Music identification using a parallelized version of the Shazam algorithm
We all have listened to a song at a concert or party and thought, “Wow, I really like this song! I wonder who sings it...” Well, Shazam Entertainment, Ltd. solved this problem by creating their application which listens to a recording of a song, identifies the song, and returns the information about it to the end user. Shazam uses a music recognition algorithm developed in the year 2000 written by Avery Li-Chun Wang, the co-founder of Shazam. This algorithm recognizes a song from a noisy audio sample, deals with voice codec compression and network dropouts, has few false positives and a high recognition rate, and most importantly it has to perform quickly over an enormous database of songs.
However, Shazam is not perfect. After recording a song via the microphone, there is still several seconds worth of delay where the CPU must process the song before actually being able to identify it against Shazam’s gigantic song database. These precious few seconds may not seem like much, but to a user trying desperately to find out what song is playing at a concert, it can mean failing to identify the song as it limits the amount of attempts he can make using Shazam before the song is over. With the ever-increasing power of GPUs in mobile devices, we believed that we could optimize Shazam using parallel programming and reduce this delay to a level where the human brain cannot perceive the delay inherent to the song processing step. We used CUDA to illustrate the speed increases one can achieve by parallelizing the Shazam algorithm.
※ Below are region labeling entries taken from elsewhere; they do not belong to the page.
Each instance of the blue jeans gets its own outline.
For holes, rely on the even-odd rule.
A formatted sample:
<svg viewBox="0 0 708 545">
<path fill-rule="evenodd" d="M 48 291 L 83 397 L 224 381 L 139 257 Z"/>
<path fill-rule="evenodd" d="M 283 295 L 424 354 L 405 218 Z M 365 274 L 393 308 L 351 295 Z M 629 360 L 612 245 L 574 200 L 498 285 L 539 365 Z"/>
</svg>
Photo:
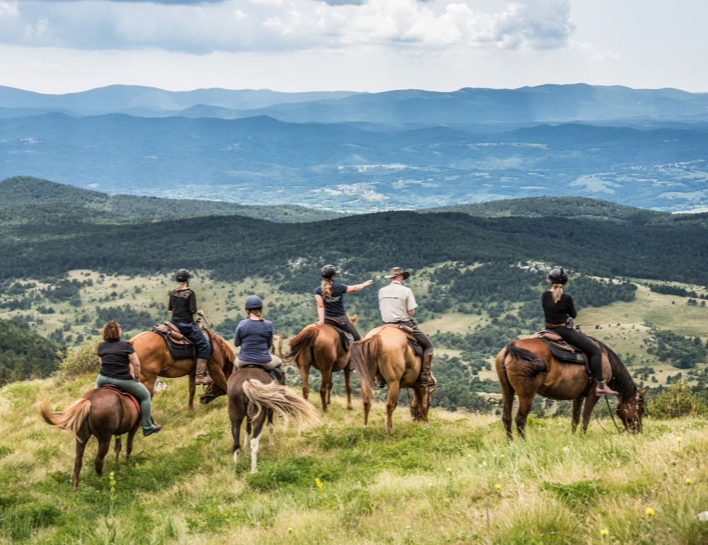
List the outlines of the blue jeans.
<svg viewBox="0 0 708 545">
<path fill-rule="evenodd" d="M 174 320 L 170 321 L 177 326 L 185 337 L 194 343 L 194 346 L 197 349 L 197 358 L 199 360 L 208 360 L 212 355 L 212 346 L 207 340 L 207 335 L 204 331 L 200 329 L 195 322 L 185 323 L 184 322 L 176 322 Z"/>
</svg>

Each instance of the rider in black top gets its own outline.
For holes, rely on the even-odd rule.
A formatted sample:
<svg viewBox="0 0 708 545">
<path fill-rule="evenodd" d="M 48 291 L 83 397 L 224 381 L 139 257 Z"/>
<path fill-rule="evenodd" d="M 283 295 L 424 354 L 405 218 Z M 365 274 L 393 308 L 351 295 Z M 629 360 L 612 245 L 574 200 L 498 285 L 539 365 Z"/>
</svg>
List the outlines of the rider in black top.
<svg viewBox="0 0 708 545">
<path fill-rule="evenodd" d="M 546 318 L 546 329 L 559 335 L 564 340 L 590 358 L 590 369 L 598 382 L 595 393 L 598 396 L 616 396 L 605 384 L 603 375 L 603 351 L 586 335 L 573 328 L 573 319 L 578 316 L 573 298 L 563 293 L 563 286 L 568 282 L 568 275 L 561 267 L 556 267 L 548 275 L 551 289 L 541 296 L 543 314 Z"/>
</svg>

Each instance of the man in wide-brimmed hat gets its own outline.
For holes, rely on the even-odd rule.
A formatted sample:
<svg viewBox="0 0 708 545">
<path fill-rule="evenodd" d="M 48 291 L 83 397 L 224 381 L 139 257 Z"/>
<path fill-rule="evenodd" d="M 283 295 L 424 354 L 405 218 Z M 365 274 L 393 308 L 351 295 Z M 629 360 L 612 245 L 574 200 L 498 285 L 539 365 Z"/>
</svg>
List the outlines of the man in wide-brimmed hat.
<svg viewBox="0 0 708 545">
<path fill-rule="evenodd" d="M 400 267 L 394 267 L 391 269 L 391 274 L 384 277 L 391 280 L 391 283 L 379 290 L 381 318 L 387 323 L 400 323 L 413 328 L 413 337 L 423 348 L 423 363 L 421 365 L 418 382 L 421 386 L 433 386 L 438 381 L 430 372 L 433 343 L 413 319 L 418 303 L 416 302 L 416 297 L 411 288 L 403 285 L 404 280 L 409 276 L 411 273 L 408 271 Z"/>
</svg>

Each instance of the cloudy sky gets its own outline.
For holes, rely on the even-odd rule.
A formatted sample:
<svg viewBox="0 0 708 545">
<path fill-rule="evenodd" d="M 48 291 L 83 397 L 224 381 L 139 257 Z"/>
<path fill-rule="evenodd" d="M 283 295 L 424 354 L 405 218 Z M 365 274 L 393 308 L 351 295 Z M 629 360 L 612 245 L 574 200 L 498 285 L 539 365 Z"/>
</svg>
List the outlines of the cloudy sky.
<svg viewBox="0 0 708 545">
<path fill-rule="evenodd" d="M 0 0 L 0 85 L 708 91 L 707 0 Z"/>
</svg>

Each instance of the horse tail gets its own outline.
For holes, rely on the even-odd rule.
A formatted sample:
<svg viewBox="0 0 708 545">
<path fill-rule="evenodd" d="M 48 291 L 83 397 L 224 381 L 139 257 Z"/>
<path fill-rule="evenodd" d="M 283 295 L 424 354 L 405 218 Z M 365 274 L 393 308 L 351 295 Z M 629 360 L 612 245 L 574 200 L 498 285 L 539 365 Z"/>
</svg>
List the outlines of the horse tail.
<svg viewBox="0 0 708 545">
<path fill-rule="evenodd" d="M 349 348 L 350 357 L 356 369 L 357 377 L 359 377 L 362 391 L 371 391 L 371 384 L 379 365 L 379 350 L 381 336 L 379 335 L 352 343 Z"/>
<path fill-rule="evenodd" d="M 285 363 L 292 363 L 314 343 L 319 329 L 314 324 L 308 326 L 297 335 L 290 339 L 290 351 L 287 354 L 282 352 L 282 346 L 278 349 L 278 355 Z"/>
<path fill-rule="evenodd" d="M 67 431 L 74 435 L 77 441 L 84 442 L 79 439 L 78 433 L 91 412 L 90 399 L 81 398 L 61 413 L 50 412 L 49 406 L 44 401 L 40 401 L 37 403 L 37 412 L 50 425 L 57 426 L 60 430 Z"/>
<path fill-rule="evenodd" d="M 548 362 L 544 358 L 531 350 L 517 346 L 514 342 L 509 343 L 504 352 L 503 363 L 506 369 L 518 370 L 522 377 L 527 379 L 535 379 L 548 370 Z M 512 357 L 508 365 L 506 363 L 508 356 Z"/>
<path fill-rule="evenodd" d="M 302 428 L 303 423 L 319 424 L 320 422 L 317 410 L 312 403 L 298 396 L 294 390 L 277 382 L 262 382 L 249 379 L 244 381 L 241 387 L 244 395 L 249 398 L 248 413 L 251 419 L 257 418 L 263 408 L 268 408 L 280 415 L 285 425 L 290 422 L 290 415 L 295 415 L 298 432 Z M 253 405 L 255 412 L 251 410 L 251 405 Z"/>
</svg>

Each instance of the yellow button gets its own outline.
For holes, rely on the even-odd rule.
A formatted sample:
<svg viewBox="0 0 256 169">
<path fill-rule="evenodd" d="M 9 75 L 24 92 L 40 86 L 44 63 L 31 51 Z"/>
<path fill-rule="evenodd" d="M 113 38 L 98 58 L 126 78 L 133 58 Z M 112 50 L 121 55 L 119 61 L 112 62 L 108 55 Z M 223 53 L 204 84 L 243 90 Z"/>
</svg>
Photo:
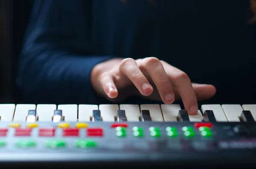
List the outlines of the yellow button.
<svg viewBox="0 0 256 169">
<path fill-rule="evenodd" d="M 58 127 L 61 128 L 67 128 L 69 127 L 69 124 L 67 123 L 60 123 L 58 124 Z"/>
<path fill-rule="evenodd" d="M 10 123 L 9 124 L 9 127 L 15 127 L 17 128 L 20 127 L 20 124 L 19 123 Z"/>
<path fill-rule="evenodd" d="M 85 128 L 87 127 L 88 126 L 88 124 L 86 123 L 77 123 L 76 124 L 76 128 Z"/>
<path fill-rule="evenodd" d="M 27 124 L 27 127 L 37 127 L 38 126 L 38 124 L 36 123 L 29 123 Z"/>
</svg>

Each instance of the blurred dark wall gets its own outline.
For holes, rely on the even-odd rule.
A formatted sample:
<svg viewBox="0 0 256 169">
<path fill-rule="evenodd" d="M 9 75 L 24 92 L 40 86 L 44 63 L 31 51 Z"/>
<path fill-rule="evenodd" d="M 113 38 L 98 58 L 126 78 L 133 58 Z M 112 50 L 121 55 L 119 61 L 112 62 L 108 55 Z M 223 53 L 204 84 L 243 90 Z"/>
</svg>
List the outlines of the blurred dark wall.
<svg viewBox="0 0 256 169">
<path fill-rule="evenodd" d="M 0 101 L 11 101 L 12 1 L 0 0 Z"/>
<path fill-rule="evenodd" d="M 15 85 L 33 0 L 0 0 L 0 104 L 21 103 Z"/>
</svg>

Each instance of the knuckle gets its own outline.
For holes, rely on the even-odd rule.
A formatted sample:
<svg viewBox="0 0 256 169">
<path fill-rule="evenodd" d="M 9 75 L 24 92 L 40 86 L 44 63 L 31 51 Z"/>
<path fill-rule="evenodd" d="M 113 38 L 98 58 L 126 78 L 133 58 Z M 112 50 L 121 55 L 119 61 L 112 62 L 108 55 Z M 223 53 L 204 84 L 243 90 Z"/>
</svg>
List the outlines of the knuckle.
<svg viewBox="0 0 256 169">
<path fill-rule="evenodd" d="M 132 78 L 135 80 L 143 78 L 143 75 L 141 73 L 137 72 L 133 72 L 131 76 Z"/>
<path fill-rule="evenodd" d="M 170 81 L 168 79 L 162 79 L 158 82 L 159 85 L 166 85 L 166 84 L 170 83 Z"/>
<path fill-rule="evenodd" d="M 183 71 L 179 72 L 174 75 L 174 79 L 175 80 L 179 81 L 180 80 L 190 80 L 188 75 L 185 72 Z"/>
<path fill-rule="evenodd" d="M 160 62 L 159 59 L 155 57 L 148 57 L 145 59 L 145 65 L 159 64 Z"/>
<path fill-rule="evenodd" d="M 120 67 L 122 68 L 125 65 L 134 62 L 134 60 L 132 58 L 125 58 L 120 63 Z"/>
</svg>

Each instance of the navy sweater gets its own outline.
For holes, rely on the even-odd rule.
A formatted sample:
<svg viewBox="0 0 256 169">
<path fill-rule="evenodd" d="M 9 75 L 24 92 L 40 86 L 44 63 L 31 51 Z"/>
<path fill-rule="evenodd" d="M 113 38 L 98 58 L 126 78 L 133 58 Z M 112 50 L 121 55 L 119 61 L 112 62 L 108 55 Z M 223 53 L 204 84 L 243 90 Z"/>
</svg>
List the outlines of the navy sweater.
<svg viewBox="0 0 256 169">
<path fill-rule="evenodd" d="M 37 0 L 17 85 L 26 103 L 102 104 L 90 84 L 94 66 L 154 56 L 193 82 L 214 85 L 210 103 L 256 103 L 255 34 L 246 1 Z"/>
</svg>

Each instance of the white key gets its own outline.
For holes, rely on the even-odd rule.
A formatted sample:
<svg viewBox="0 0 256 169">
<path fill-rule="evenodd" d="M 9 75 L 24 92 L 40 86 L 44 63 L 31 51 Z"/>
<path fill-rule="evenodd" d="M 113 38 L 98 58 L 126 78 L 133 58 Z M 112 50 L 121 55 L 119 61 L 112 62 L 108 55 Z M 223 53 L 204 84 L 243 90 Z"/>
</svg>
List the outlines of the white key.
<svg viewBox="0 0 256 169">
<path fill-rule="evenodd" d="M 177 121 L 179 111 L 181 108 L 179 104 L 161 104 L 164 121 Z"/>
<path fill-rule="evenodd" d="M 93 116 L 93 110 L 99 110 L 97 105 L 79 104 L 78 105 L 78 121 L 90 121 Z"/>
<path fill-rule="evenodd" d="M 125 111 L 128 121 L 140 121 L 140 106 L 137 104 L 120 104 L 120 110 Z"/>
<path fill-rule="evenodd" d="M 35 104 L 17 104 L 16 106 L 14 121 L 26 121 L 29 110 L 35 110 Z"/>
<path fill-rule="evenodd" d="M 141 104 L 140 110 L 149 110 L 152 121 L 163 121 L 159 104 Z"/>
<path fill-rule="evenodd" d="M 62 110 L 62 115 L 66 121 L 77 121 L 77 104 L 60 104 L 58 109 Z"/>
<path fill-rule="evenodd" d="M 239 117 L 241 115 L 242 111 L 243 110 L 241 105 L 222 104 L 221 107 L 228 121 L 230 122 L 240 121 Z"/>
<path fill-rule="evenodd" d="M 217 121 L 227 121 L 227 119 L 220 104 L 204 104 L 201 107 L 203 113 L 205 110 L 212 110 Z"/>
<path fill-rule="evenodd" d="M 242 105 L 242 107 L 244 110 L 250 111 L 254 121 L 256 121 L 256 104 L 243 104 Z"/>
<path fill-rule="evenodd" d="M 198 110 L 198 114 L 195 115 L 189 115 L 189 121 L 191 122 L 199 122 L 202 121 L 203 119 L 203 115 L 201 113 L 200 110 Z"/>
<path fill-rule="evenodd" d="M 115 116 L 119 110 L 119 106 L 118 104 L 100 104 L 99 110 L 101 111 L 102 121 L 115 121 Z"/>
<path fill-rule="evenodd" d="M 0 116 L 1 121 L 12 121 L 15 111 L 15 104 L 0 104 Z"/>
<path fill-rule="evenodd" d="M 52 121 L 54 110 L 57 109 L 56 104 L 38 104 L 36 111 L 39 121 Z"/>
</svg>

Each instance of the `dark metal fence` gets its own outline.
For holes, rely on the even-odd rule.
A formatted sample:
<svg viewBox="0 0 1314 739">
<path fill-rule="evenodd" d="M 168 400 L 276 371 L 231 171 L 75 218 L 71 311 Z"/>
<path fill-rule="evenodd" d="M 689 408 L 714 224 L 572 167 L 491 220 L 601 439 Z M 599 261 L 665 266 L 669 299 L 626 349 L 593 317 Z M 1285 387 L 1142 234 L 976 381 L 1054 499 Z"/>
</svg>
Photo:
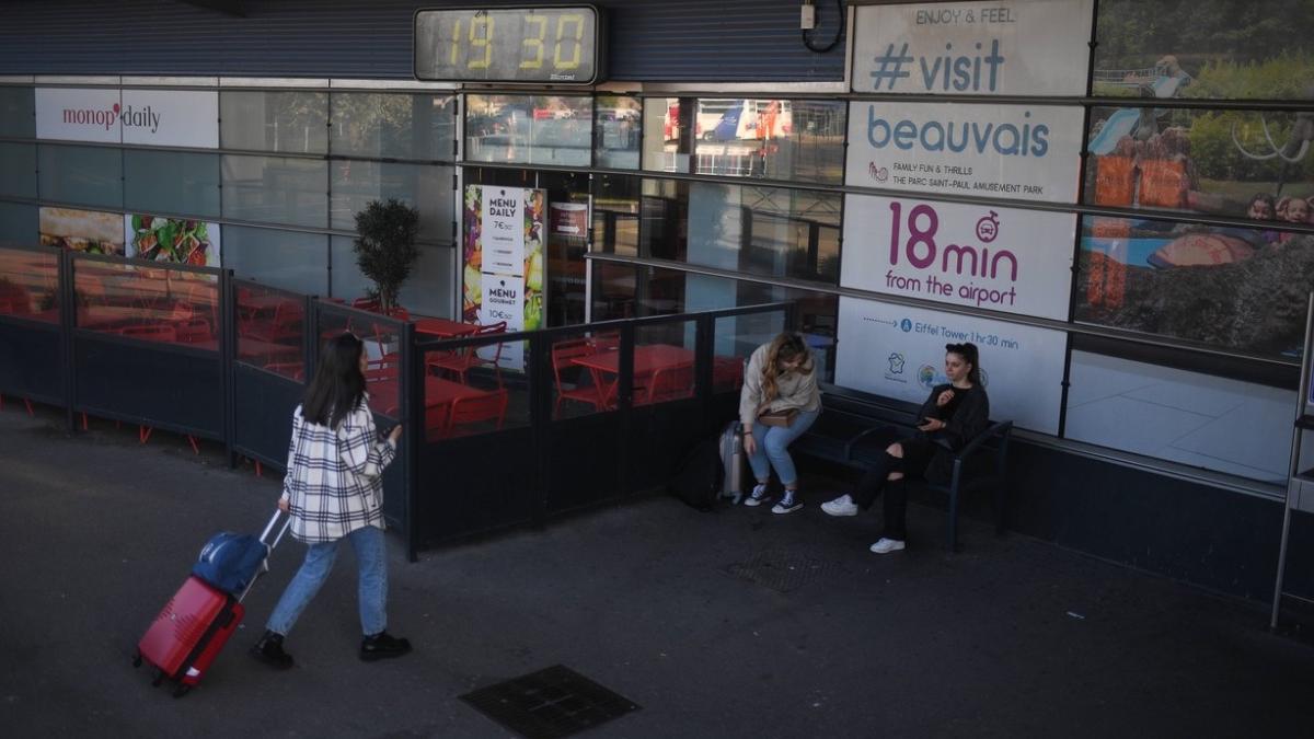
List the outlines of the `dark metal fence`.
<svg viewBox="0 0 1314 739">
<path fill-rule="evenodd" d="M 393 318 L 230 271 L 0 247 L 0 394 L 167 429 L 281 469 L 325 338 L 365 343 L 385 515 L 428 548 L 665 484 L 735 417 L 744 360 L 792 304 L 506 333 Z"/>
</svg>

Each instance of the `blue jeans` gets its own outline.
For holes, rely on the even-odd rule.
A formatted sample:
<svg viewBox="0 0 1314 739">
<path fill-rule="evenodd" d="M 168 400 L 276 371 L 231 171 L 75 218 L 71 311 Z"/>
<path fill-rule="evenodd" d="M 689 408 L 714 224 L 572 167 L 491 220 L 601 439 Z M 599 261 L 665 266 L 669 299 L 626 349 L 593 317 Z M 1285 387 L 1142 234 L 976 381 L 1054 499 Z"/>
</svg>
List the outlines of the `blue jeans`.
<svg viewBox="0 0 1314 739">
<path fill-rule="evenodd" d="M 360 629 L 365 636 L 372 636 L 388 627 L 388 546 L 384 542 L 384 530 L 365 526 L 347 534 L 346 539 L 356 552 Z M 328 579 L 338 559 L 339 543 L 342 539 L 310 544 L 306 560 L 301 563 L 301 569 L 292 577 L 292 583 L 288 583 L 288 589 L 273 608 L 265 629 L 286 636 L 301 611 Z"/>
<path fill-rule="evenodd" d="M 771 477 L 771 471 L 767 468 L 769 462 L 775 468 L 775 473 L 781 476 L 781 484 L 786 488 L 791 488 L 799 481 L 799 472 L 794 468 L 794 459 L 790 458 L 787 447 L 812 426 L 817 416 L 821 416 L 820 408 L 800 410 L 794 417 L 794 423 L 788 426 L 767 426 L 758 421 L 753 422 L 753 441 L 757 442 L 757 451 L 749 455 L 748 465 L 753 468 L 753 476 L 759 483 Z"/>
</svg>

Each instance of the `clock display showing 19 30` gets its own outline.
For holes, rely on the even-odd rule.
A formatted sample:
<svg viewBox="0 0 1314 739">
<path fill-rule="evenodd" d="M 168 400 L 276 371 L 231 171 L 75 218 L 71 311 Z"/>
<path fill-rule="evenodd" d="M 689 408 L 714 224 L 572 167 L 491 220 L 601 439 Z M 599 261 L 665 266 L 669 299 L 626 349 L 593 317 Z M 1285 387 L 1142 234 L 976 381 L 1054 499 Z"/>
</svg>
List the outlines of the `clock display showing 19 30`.
<svg viewBox="0 0 1314 739">
<path fill-rule="evenodd" d="M 591 84 L 598 41 L 590 5 L 418 11 L 415 78 Z"/>
</svg>

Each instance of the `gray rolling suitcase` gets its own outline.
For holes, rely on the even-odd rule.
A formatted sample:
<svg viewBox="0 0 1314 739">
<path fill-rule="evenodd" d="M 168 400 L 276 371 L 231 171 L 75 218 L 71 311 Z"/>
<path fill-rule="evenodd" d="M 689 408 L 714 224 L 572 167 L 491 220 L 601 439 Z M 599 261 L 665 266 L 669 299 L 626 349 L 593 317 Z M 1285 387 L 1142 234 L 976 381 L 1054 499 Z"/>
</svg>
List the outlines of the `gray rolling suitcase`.
<svg viewBox="0 0 1314 739">
<path fill-rule="evenodd" d="M 744 458 L 742 431 L 742 423 L 738 421 L 731 421 L 721 431 L 721 467 L 725 469 L 721 497 L 731 498 L 735 505 L 744 497 L 744 467 L 748 463 Z"/>
</svg>

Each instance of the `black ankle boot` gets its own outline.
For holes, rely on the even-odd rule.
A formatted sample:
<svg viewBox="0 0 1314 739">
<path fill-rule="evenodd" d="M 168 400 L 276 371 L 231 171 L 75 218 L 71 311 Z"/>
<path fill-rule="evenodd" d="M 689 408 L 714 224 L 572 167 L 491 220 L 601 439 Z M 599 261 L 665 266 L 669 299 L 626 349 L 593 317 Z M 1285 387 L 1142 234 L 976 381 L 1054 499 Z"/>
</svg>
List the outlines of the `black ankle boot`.
<svg viewBox="0 0 1314 739">
<path fill-rule="evenodd" d="M 360 642 L 360 659 L 365 661 L 399 657 L 407 652 L 410 652 L 410 640 L 399 639 L 386 631 L 365 636 Z"/>
<path fill-rule="evenodd" d="M 251 656 L 275 669 L 292 667 L 292 655 L 283 651 L 283 634 L 265 631 L 264 636 L 251 647 Z"/>
</svg>

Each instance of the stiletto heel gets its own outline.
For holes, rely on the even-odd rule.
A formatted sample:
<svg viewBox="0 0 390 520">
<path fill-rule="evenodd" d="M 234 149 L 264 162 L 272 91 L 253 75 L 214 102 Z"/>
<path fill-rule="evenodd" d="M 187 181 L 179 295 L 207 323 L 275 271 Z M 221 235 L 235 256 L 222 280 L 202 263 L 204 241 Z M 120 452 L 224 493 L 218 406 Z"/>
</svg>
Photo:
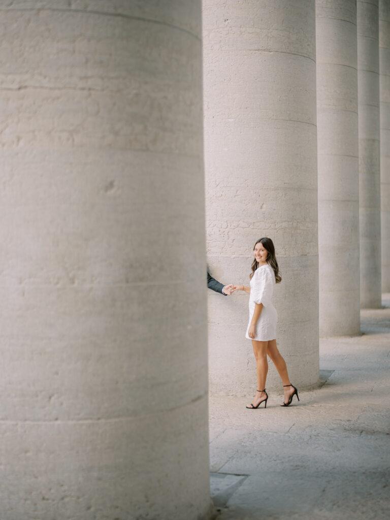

When we researched this algorithm, there were no working open source parallelized versions of an audio recognition system that we could find. We implemented a serial version based on the Shazam algorithm, and then created our final parallelized version which ran on GEM, a CUDA cluster in UIUC. Our final parallelized version yielded a result of about a 10x speedup compared to our serial version, which is a very significant result. The code is now released in Github. Feel free to download it and run it on your own NVidia machines.